Essa foi a segunda derrota do governo na Câmara. Em fevereiro, os deputados derrubaram um decreto presidencial que mudava regras da Lei de Acesso a Informação (LAI).
Articulações
A PEC do Orçamento impositivo estava parada na Câmara desde 2015. O texto não estava nem previsto para a pauta do plenário da Casa até a manhã de terça-feira. A manobra pegou até mesmo o relator da proposta, deputado Carlos Henrique Gaguim (DEM-TO), de surpresa.
A votação é um recado da Câmara ao Planalto em meio à crise de articulação entre o Executivo e o Legislativo. Todos os partidos orientaram pela aprovação da PEC, inclusive o PSL, partido do presidente.
A unanimidade virou até piada no plenário da Câmara, ao conseguir unir no painel de orientação partidos de todos os lados do espectro político para impor uma derrota ao governo.
A equipe econômica defendeu a parlamentares mais tempo para que o governo pudesse discutir o tema antes da votação na Câmara.
Para evitar que a votação fosse caracterizada como uma derrota acachapante e após que perderia por ampla maioria, o próprio PSL de Jair Bolsonaro optou por orientar os seus deputados a votarem a favor da PEC.
O líder do governo na Câmara, Major Vitor Hugo (PSL-GO), votou a favor da PEC. Já a líder do governo no Congresso, Joice Hasselmann (PSL-SP), foi contra.
— Mas isso vem ao encontro do que o Jair Bolsonaro vem falando, menos Brasília e mais Brasil — afirmou Vitor Hugo. — Então eu vejo como uma vitória.
Bolsonaro e o filho deputado Eduardo Bolsonaro (PSL-SP) assinaram, em 2015, a lista para que a PEC do Orçamento impositivo pudesse ser protocolada na Câmara pelo autor deputado Hélio Leite (DEM-PA).

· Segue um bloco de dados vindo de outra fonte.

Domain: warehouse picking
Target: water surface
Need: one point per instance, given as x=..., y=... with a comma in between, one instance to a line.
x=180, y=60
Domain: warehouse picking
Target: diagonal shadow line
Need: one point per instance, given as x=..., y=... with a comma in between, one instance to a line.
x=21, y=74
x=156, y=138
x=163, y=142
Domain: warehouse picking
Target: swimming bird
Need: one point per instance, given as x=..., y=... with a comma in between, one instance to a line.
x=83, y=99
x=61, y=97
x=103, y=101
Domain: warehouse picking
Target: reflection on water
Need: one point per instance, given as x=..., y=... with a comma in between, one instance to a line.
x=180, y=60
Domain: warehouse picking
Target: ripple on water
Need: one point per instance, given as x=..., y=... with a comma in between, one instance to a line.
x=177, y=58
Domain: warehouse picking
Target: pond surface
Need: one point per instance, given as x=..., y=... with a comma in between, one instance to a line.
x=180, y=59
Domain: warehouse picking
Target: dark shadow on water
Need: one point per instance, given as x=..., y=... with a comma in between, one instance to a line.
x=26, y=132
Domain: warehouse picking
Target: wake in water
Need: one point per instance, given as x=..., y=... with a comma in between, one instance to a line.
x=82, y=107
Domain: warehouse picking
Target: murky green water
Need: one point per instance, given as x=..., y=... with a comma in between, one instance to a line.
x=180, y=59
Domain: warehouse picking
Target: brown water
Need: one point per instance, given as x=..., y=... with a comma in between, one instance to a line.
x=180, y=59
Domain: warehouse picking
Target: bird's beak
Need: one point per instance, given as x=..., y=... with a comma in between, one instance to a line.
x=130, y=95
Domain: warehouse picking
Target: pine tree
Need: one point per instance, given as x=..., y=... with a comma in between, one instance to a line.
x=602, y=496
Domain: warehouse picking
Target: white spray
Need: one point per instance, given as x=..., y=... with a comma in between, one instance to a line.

Não é comum que propostas de emenda constitucional sejam votadas na mesma sessão. Com um acordo entre os líderes e Maia, porém, o texto foi votado em dois turnos em menos de uma hora.
A PEC
A PEC ressuscitada torna obrigatório o pagamento de despesas para políticas públicas estratégicas e prioritárias definidas pelo plano plurianual (PPA) e Lei de Diretrizes Orçamentárias (LDO). Esses dois projetos — PPA e LDO — são aprovados pelo Congresso. Assim, os parlamentares teriam maior controle dos gastos federais.
Além disso, o texto obriga o governo a executar as emendas de bancadas estaduais — dispositivos para que os representantes de cada Estado apresentem mudanças no Orçamento para destinar recursos a obras e ações para suas bases eleitorais.
Essas emendas são calculadas em aproximadamente R$ 170 milhões por Estado. Atualmente, as emendas individuais (apresentadas por cada deputado) já são impositivas. A PEC também torna obrigatória a liberação das emendas de comissões do Congresso.
"Verifica-se que, no processo orçamentário, vem se estabelecendo como regra o contingenciamento total pelo Executivo das dotações orçamentárias indicadas por bancadas estatuais e por comissões permanentes da Câmara dos Deputados e do Senado Federal", escreveu, em 2015, o deputado Hélio Leite (DEM-PA), autor da PEC.
Por ser uma alteração na Constituição, é necessário o apoio de 308 deputados em votação no plenário da Câmara. A PEC precisará ser analisada em dois turnos para seguir ao Senado.